3 Linear regression: a first introduction

This section will introduce the simple linear regression briefly. We will return to the topic in almost all of the sections that follow.

The typical application of linear regression is when you have a continuous outcome with continuous predictor(s). In this section, we will consider the case with only one predictor. First, we describe the data that we will exercise with.

During language acquisition, it is claimed that caregivers adapt their language to the language abilities of children. We follow a particular child and record an hour conversation between the child and the mother once every month between the child’s second and fourth birth dates.
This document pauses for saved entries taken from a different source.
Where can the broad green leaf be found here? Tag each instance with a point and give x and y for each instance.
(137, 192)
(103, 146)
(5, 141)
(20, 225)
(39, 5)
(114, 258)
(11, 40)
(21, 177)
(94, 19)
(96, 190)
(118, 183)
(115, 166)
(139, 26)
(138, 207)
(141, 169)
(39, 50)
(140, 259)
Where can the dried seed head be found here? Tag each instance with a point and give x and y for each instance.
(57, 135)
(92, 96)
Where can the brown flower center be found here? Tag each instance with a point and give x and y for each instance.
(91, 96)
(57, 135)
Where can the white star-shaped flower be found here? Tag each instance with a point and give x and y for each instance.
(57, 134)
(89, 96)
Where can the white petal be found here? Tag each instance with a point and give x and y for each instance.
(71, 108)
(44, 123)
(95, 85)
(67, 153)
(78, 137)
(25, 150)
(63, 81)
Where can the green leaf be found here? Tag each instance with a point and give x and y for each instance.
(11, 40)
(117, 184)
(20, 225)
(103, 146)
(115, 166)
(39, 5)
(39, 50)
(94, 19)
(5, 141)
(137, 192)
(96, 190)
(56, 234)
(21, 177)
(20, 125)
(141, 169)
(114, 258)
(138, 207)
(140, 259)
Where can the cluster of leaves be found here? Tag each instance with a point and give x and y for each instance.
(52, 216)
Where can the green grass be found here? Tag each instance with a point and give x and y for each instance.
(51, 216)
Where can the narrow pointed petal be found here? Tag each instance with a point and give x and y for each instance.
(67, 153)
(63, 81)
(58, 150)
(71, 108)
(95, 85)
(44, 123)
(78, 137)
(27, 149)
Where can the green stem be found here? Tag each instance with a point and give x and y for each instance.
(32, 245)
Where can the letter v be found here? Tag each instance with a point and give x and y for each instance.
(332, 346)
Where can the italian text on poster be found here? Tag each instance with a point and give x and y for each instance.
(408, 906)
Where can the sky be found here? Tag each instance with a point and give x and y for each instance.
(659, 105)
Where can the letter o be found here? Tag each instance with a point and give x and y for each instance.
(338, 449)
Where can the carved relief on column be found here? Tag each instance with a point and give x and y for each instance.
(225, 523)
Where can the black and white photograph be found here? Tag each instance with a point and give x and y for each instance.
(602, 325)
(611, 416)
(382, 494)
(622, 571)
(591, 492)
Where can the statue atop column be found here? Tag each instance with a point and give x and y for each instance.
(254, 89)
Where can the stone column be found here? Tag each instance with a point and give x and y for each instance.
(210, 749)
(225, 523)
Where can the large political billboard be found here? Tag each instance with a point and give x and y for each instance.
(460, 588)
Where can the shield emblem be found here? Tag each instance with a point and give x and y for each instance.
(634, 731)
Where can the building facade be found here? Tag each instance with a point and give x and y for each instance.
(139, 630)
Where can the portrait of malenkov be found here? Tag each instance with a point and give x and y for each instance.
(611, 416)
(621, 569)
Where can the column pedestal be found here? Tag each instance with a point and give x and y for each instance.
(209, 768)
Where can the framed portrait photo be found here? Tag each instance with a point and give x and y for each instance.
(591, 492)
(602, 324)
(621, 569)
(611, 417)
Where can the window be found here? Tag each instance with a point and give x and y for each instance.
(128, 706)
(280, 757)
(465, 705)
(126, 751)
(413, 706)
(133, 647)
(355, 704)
We calculate a well-known measure of language complexity/competency for children Mean Length of Utterance (MLU), for the child and her mother for each recording session. The data is real (from the CHILDES database). However, it is still a ‘toy’ data set, and you should be careful not to make generalizations based on this data.
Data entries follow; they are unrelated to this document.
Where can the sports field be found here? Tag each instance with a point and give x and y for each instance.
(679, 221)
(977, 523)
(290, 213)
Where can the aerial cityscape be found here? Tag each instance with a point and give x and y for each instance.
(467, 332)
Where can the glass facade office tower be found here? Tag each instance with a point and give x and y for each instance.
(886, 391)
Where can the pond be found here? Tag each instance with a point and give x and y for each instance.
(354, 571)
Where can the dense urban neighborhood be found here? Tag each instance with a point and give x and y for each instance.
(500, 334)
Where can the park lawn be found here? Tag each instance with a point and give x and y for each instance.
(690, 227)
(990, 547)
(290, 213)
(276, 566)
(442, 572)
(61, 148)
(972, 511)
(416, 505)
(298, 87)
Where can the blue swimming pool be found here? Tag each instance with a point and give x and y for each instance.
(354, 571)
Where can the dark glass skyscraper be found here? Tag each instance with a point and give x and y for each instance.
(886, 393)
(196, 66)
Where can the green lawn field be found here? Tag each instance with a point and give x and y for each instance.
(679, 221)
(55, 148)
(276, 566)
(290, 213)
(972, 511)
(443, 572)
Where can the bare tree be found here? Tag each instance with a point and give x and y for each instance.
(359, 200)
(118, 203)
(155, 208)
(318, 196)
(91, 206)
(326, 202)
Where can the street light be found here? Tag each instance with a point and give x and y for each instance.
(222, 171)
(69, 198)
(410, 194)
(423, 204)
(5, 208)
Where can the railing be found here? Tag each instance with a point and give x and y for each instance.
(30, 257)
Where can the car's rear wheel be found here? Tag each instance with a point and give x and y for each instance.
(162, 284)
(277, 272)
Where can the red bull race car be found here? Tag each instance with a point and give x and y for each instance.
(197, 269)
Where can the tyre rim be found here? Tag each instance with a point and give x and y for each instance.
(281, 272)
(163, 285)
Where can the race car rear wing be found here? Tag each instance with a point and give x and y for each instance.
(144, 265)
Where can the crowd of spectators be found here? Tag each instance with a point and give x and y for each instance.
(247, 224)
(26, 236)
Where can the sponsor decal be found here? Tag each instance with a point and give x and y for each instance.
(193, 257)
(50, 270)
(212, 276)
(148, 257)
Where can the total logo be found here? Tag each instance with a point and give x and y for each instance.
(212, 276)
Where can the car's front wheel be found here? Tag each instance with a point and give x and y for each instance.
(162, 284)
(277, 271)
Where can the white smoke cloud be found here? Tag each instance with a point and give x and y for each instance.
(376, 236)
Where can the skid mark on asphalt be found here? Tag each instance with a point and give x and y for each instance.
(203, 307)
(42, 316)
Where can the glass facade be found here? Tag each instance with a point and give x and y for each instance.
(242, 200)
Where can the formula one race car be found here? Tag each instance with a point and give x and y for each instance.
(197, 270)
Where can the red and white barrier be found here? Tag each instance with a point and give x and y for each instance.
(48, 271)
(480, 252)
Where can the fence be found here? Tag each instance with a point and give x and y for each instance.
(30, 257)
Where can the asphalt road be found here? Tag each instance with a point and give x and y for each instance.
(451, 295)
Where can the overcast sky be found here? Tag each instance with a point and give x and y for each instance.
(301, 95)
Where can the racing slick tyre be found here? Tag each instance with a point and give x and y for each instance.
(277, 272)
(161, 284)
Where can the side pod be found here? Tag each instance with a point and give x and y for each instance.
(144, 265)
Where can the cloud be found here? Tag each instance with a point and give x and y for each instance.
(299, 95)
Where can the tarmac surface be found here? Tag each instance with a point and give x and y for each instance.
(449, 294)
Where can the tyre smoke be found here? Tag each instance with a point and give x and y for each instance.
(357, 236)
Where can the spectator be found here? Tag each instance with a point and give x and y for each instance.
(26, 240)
Here is how to create our data set (you can copy & paste):

 
mlu <- data.frame( 
    age=seq(25,48), 
    chi=c(1.46, 1.41, 1.66, 1.74, 1.90, 1.91, 1.85, 2.06, 
          2.27, 2.43, 2.70, 2.81, 2.69, 2.72, 2.64, 3.05, 
          3.22, 3.42, 3.70, 3.90, 3.57, 3.49, 3.66, 3.64), 
    mot=c(5.42, 5.69, 6.27, 6.10, 6.06, 5.98, 6.10, 6.09, 
          6.10, 6.14, 6.42, 6.35, 6.21, 6.07, 5.84, 6.17, 
          5.74, 6.11, 6.41, 5.50, 6.00, 6.90, 6.65, 6.40) 
)  

This time we have created three vectors, and wrapped it into a data frame. Data frames are the data structure we will use most of the time, although, we will rarely create them by hand as we did above. The way we specified the chi and mot variables (vectors) should be familiar. We have created age using seq() which returns a vector of integer values between 25 and 48 in this example (the age of the child in months). The resulting data frame will have corresponding values of each variable (or vector) on the same row.
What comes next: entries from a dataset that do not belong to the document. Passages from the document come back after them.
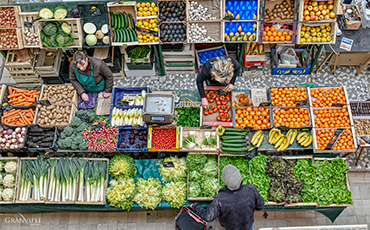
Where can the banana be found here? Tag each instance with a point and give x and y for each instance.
(260, 141)
(293, 137)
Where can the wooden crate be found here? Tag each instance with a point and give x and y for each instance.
(179, 62)
(17, 11)
(213, 31)
(31, 193)
(76, 30)
(333, 32)
(60, 126)
(105, 186)
(74, 98)
(49, 63)
(17, 177)
(29, 17)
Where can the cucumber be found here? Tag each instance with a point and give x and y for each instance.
(235, 145)
(126, 19)
(235, 134)
(233, 138)
(131, 21)
(233, 149)
(234, 130)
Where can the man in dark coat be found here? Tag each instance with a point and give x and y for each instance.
(234, 205)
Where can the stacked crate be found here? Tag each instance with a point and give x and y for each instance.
(23, 72)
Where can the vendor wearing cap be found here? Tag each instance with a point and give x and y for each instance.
(90, 75)
(219, 71)
(234, 205)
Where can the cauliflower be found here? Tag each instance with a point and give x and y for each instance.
(9, 180)
(10, 167)
(7, 194)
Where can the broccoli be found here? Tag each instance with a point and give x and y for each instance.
(83, 146)
(76, 121)
(68, 131)
(82, 127)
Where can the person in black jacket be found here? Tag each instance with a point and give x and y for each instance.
(219, 71)
(234, 205)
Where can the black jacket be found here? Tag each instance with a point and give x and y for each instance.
(234, 209)
(205, 75)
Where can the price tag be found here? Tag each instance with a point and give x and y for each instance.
(334, 139)
(6, 107)
(168, 164)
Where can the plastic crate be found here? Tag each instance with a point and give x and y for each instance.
(98, 21)
(119, 92)
(132, 149)
(52, 148)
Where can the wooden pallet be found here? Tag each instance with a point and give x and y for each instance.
(49, 63)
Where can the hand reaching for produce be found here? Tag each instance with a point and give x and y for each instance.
(205, 103)
(229, 87)
(85, 97)
(106, 95)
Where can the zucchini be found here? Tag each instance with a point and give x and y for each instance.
(234, 130)
(233, 149)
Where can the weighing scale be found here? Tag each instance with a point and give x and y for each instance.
(159, 108)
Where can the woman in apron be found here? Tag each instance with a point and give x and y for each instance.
(219, 71)
(90, 75)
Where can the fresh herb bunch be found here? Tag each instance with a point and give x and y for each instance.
(188, 116)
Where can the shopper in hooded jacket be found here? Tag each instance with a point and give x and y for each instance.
(234, 205)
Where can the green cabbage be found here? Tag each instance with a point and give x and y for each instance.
(148, 193)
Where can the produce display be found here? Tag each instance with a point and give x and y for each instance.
(344, 142)
(122, 117)
(172, 32)
(325, 181)
(326, 97)
(234, 141)
(172, 11)
(287, 96)
(331, 118)
(12, 139)
(203, 176)
(254, 117)
(59, 94)
(282, 11)
(145, 9)
(9, 39)
(240, 32)
(18, 117)
(7, 17)
(316, 34)
(53, 114)
(8, 171)
(56, 34)
(133, 139)
(187, 116)
(362, 127)
(292, 118)
(318, 10)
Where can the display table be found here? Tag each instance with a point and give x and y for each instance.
(359, 55)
The following listing gives some examples of how to access individual columns, rows and items in a data frame.

 
> mlu$age 
  [1] 25 26 27 28 29 30 31 32 33 34 35 36 37 38 39 
 [16] 40 41 42 43 44 45 46 47 48 
> mlu[2,2] 
  [1] 1.41 
> mlu[,1] 
  [1] 25 26 27 28 29 30 31 32 33 34 35 36 37 38 39 
 [16] 40 41 42 43 44 45 46 47 48 
> mlu[2,] 
  age  chi  mot 
2  26 1.41 5.69 
> mlu$chi[2] 
[1] 1.41  

In a nutshell, you can extract certain variables (or columns) from a data frame using the $ notation.In essence you can select any individual cell with the notation mlu[r,c], where r refers to the row number and c refers to the column number. If you leave either column or the row number unspecified, you get the complete column, or the row respectively (note, you keep the comma ‘,’ in both cases). You can also mix and match the dollar-notation and the vector indexing.

You should study each line, and make sure you understand what it means. We will exercise with more complex ways to access and manipulate data in data frames. However, the basics above will be used rather frequently.

3.1 Some preliminaries

The basic way of visualizing two related sets of numerical data is to plot them using a scatter plot.

Exercise 3.1.  Plot a scatter plot for visualizing the effect of the child’s MLU on the mother’s MLU. Remember that we put the predictor (or independent variable) on the x-axis.

In simple linear regression, our aim is to find the best linear equation that fits the data points. The general form of the equation is

yi = a + bxi + 𝜖i

where y and x in this equation are the variables of interest, the index i ranges over all observations, and a and b are called coefficients, or individually they are called intercept and slope respectively. The term 𝜖 reflects the fact that our best estimate of a and b will not result in perfect prediction of yi from xi for every observation. In other words, 𝜖i is the error made by the model for observation i. Our best estimate is the one that makes the least error (for some definition of ‘least error’). We will come back to the proper estimation of the regression equation, shortly after some exercises with drawing lines in R.

We already used the function abline() to draw the line estimated by lm(). If you give two numeric arguments to the abline() function (instead of the lm() result), it takes the first argument as the intercept (a), and the second one as the slope (b) and draws the corresponding line (hence, the name ‘abline’). For example abline(0,1) will draw a line with intercept 0 and slope 1 (a line that passes from the origin with a 45 degrees of slope).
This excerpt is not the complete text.